8 thoughts on “Windows Intune – Someone in Microsoft Thinks $11 = €11”

  1. HI,

    I have almost the same problem with Apple.

    I live in Holland and I want to buy a Macobook air, it will cost me 1399 US Dollars.
    So 945,xx Euro for a new Macbook seems like a good price to me. Tried to find out if they’ll ship it to me. Well ofcourse not.

    Later I found out ( duh! ) there is a Dutch version of the Aplle store site to. I checked again, same Macbook add ram etcetera. Went to payment just to see how much money I need to get. I knew it would be a bit more expensive, shipping and all that.
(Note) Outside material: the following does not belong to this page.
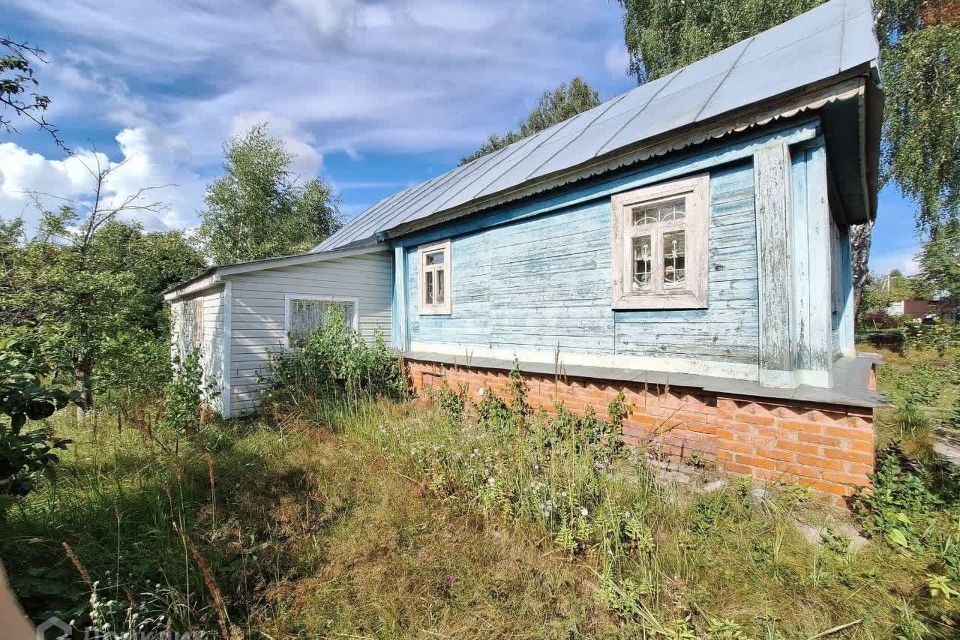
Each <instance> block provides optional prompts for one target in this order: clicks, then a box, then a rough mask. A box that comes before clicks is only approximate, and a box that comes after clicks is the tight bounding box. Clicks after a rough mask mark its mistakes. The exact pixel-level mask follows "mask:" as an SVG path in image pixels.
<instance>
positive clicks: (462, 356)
mask: <svg viewBox="0 0 960 640" xmlns="http://www.w3.org/2000/svg"><path fill="white" fill-rule="evenodd" d="M404 357H405V358H407V359H408V360H414V361H417V362H438V363H442V364H448V365H454V366H460V367H479V368H484V369H500V370H506V371H510V370H512V369H513V367H514V362H513V361H510V360H502V359H500V358H485V357H467V356H465V355H464V356H453V355H449V354H443V353H429V352H421V351H414V352H407V353H405V354H404ZM877 362H879V357H878V356H876V355H875V354H864V355H863V356H858V357H844V358H839V359H838V360H837V361H836V362H834V367H833V380H834V386H833V387H830V388H823V387H813V386H809V385H800V386H797V387H792V388H781V387H768V386H764V385H762V384H760V383H758V382H750V381H746V380H736V379H734V378H718V377H714V376H702V375H695V374H689V373H668V372H663V371H644V370H637V369H616V368H611V367H588V366H582V365H564V364H560V365H554V364H548V363H543V362H523V361H520V362H519V366H520V370H521V371H523V372H525V373H536V374H540V375H551V376H561V377H567V378H593V379H597V380H617V381H620V382H631V383H634V384H652V385H661V386H671V387H686V388H693V389H702V390H703V391H708V392H711V393H722V394H726V395H733V396H745V397H751V398H768V399H776V400H795V401H798V402H813V403H818V404H833V405H842V406H847V407H862V408H868V409H873V408H876V407H883V406H888V403H887V399H886V397H885V396H884V395H883V394H882V393H878V392H876V391H871V390H870V389H869V388H868V387H869V381H870V374H871V371H872V370H873V367H874V365H875V364H876V363H877Z"/></svg>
To my surprise I found out that it was 1399 Euro..

    Well I still want it that’s not the point but I was a bit surpised by the lazy ass salespeople who just changed one figure..
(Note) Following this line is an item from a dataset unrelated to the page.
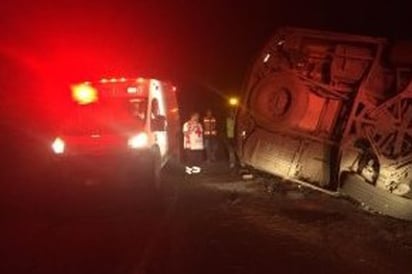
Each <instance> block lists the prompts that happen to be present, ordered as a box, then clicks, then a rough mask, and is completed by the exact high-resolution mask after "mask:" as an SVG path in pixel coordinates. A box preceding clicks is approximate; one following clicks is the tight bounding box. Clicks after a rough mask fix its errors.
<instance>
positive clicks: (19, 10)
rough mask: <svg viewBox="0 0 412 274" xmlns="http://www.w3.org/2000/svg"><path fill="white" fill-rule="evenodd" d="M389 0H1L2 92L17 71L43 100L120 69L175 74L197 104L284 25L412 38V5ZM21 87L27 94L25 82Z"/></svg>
mask: <svg viewBox="0 0 412 274" xmlns="http://www.w3.org/2000/svg"><path fill="white" fill-rule="evenodd" d="M56 2H58V3H56ZM382 2H383V3H382V4H380V1H377V0H376V1H362V0H359V1H353V0H347V1H340V2H339V1H332V0H330V1H310V0H308V1H296V0H282V1H280V0H272V1H240V0H239V1H213V0H212V1H195V0H192V1H185V0H176V1H138V0H135V1H121V0H118V1H76V0H73V1H21V0H17V1H11V0H10V1H2V2H0V75H1V76H0V92H1V94H0V96H1V97H0V98H1V99H2V100H7V98H8V97H9V96H8V94H9V90H10V87H14V86H16V84H11V83H10V82H11V81H10V78H11V77H13V76H14V70H18V71H20V70H24V71H25V73H26V74H29V76H27V75H19V74H18V73H16V75H15V78H14V79H16V80H17V79H26V78H25V77H29V78H30V77H32V75H35V78H36V81H38V82H39V83H41V84H39V85H40V86H42V88H39V90H40V89H41V91H37V93H36V94H38V95H39V96H37V97H36V98H43V99H44V98H45V97H49V98H51V97H53V96H55V93H56V91H55V90H63V88H60V87H59V88H57V87H58V86H59V85H61V86H63V85H65V84H67V83H70V82H71V81H76V80H84V79H95V78H100V77H102V76H111V75H125V76H135V75H148V76H151V75H152V76H156V77H159V78H166V79H171V80H174V81H176V82H177V83H178V84H181V85H183V86H184V87H186V88H185V92H186V94H187V96H186V98H187V100H188V101H190V100H195V98H196V97H197V98H198V94H197V91H198V90H201V89H203V90H202V92H203V93H205V92H207V91H209V92H211V91H213V92H216V93H221V94H230V93H236V92H237V91H238V90H239V89H240V87H241V84H242V81H243V79H244V76H245V72H246V71H247V68H248V66H249V65H250V64H251V62H252V60H253V58H254V55H255V54H257V53H258V51H259V49H260V48H261V47H262V46H263V45H264V43H265V42H266V41H267V40H268V39H269V38H270V36H271V34H272V33H273V32H274V31H275V30H276V28H277V27H280V26H284V25H290V26H299V27H308V28H320V29H325V30H336V31H344V32H351V33H358V34H369V35H379V36H387V37H390V38H394V39H408V38H412V28H410V24H408V20H409V15H410V9H408V8H406V7H407V4H406V3H403V4H399V3H396V1H391V2H390V1H382ZM405 2H407V1H405ZM23 74H24V73H23ZM19 82H24V81H19ZM45 82H47V84H45ZM21 85H23V86H24V88H26V86H27V85H24V84H21ZM17 86H18V85H17ZM14 88H15V89H16V91H15V94H16V97H18V96H23V95H22V94H23V93H24V92H22V91H21V90H24V88H22V87H19V88H16V87H14ZM195 89H197V90H195ZM50 90H53V92H54V93H53V95H50V92H51V91H50ZM199 92H200V91H199ZM200 93H201V92H200ZM26 95H27V94H26ZM50 102H53V101H50ZM34 104H36V102H35V103H34Z"/></svg>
    So that is just their marketing i suppose?

    1. Hey Wessel,

      Apple almost do that too with the iPad 2. $499 VS €479 for the 16 GB wifi model. But the USA price is before tax and the Irish price includes it, AFAIK

      But there is a big difference between this and some SaaS service. It costs money to ship hardware and import it. It costs nothing extra to sell a SaaS solution to another region.

      – Aidan.

  2. I’ve just heard that the price in Germany is also €11 or $15.44. I guess that’s the Euro price.

    I find that odd … as you may have heard lately, Ireland has a lower than normal corporation tax rate. Microsoft placed their European Operations Center in Dublin to take advantage of that. Any monies moving through Europe should be able to take advantage of that lower tax rate and actually give cheaper rates than any moved through the more expensive USA.

    1. So it’s confirmed … Windows Intune customers in the Euro zone will be paying 40% more than those in the USA.

  3. An interesting comparison … BPOS starts at $10 in the USA. In Ireland, it costs €8.52. That works out at $12.01. With normal exchange rates it would be around $11.25. So that means EU countries aren’t paying 40% extra like with Windows Intune, but they still are paying at least 12.5% more.

    My advice: if an MS TSP, BG, or account manager comes to your office, bash them over the head with thost figures. They’ll come in selling cloud first – that’s what they have been ordered to do. Then ask them why you should pay more than US customers to use the same data centers.

    I’m not criticising the products; I am criticising the pricing for non-USA customer which varies, in my opinion, from unfair to gouging.

  4. Thi British (GBP) price for Intune is £7.25 per month, or $11.60. That means the UK is 16% higher than the USA, compared with the 40% difference for Euro zone countries.